Can a new life start while asleep?

A tenderness I hadn’t known in years wrapped around me, a warmth like hidden furs cradling me in unimaginable coziness. For a moment, my body felt light and free of pain, and my mind was clear of all worries. I wanted to savor this luxury, yet a small voice within wondered if this calm was as peaceful as it seemed.
The brightness of clouds encircled me, their sheer whiteness sharp enough to make me squint. As I adjusted my gaze, a deep sorrow welled in my chest. This beautiful, endless white assured me that I had died again.
Reluctantly, I rose from my comfort, but the strength to move left me as quickly as it had come. My body fell back into the resting place, my vision fixed on a distant figure. A tightness throbbed in my chest, sharp and relentless. Uncontrollably, a tear slipped down my cheek.
A man emerged from the glow, gliding forward, his white suit crisp against the dazzling light. I waited, heart pounding, though I had no idea who he was. Yet, every step he took filled me with excitement and longing. As he drew nearer, more tears began to fall, as if they were a silent signal to him. In anticipation, I sat up. But just as I did, he paused.
Murmured words echoed as his lips moved, and I struggled to make them out. I stood, straining to hear, the urgency in his whispers stirring a sudden and piercing fear within me. I stumbled forward, desperate to hear him, to see him. But my steps faltered; my knees buckled. And then, just like that—he vanished.
My head felt heavy, so I let it drop. My eyelids were weak, so I allowed them to rest, and my body numbed with grief, so I let it mourn. I’d lost all willingness to engage in any fight to understand what was happening to me. I never felt such loss, as if my soul had also disappeared.

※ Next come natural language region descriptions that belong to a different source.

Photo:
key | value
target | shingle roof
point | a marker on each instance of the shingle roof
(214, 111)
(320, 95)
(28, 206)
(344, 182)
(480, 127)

A harsh breeze pushed me onto my back. Somehow, I thought the clouds would catch me as I fell back into the safety and security that had once embraced me so tenderly. I was wrong. As I fell, endless and alone, a strange acceptance settled over me. Of what? The end, of course. As the clouds became distant, so did my existence. My last thought was a quiet plea: Will we meet again, my faceless prince?"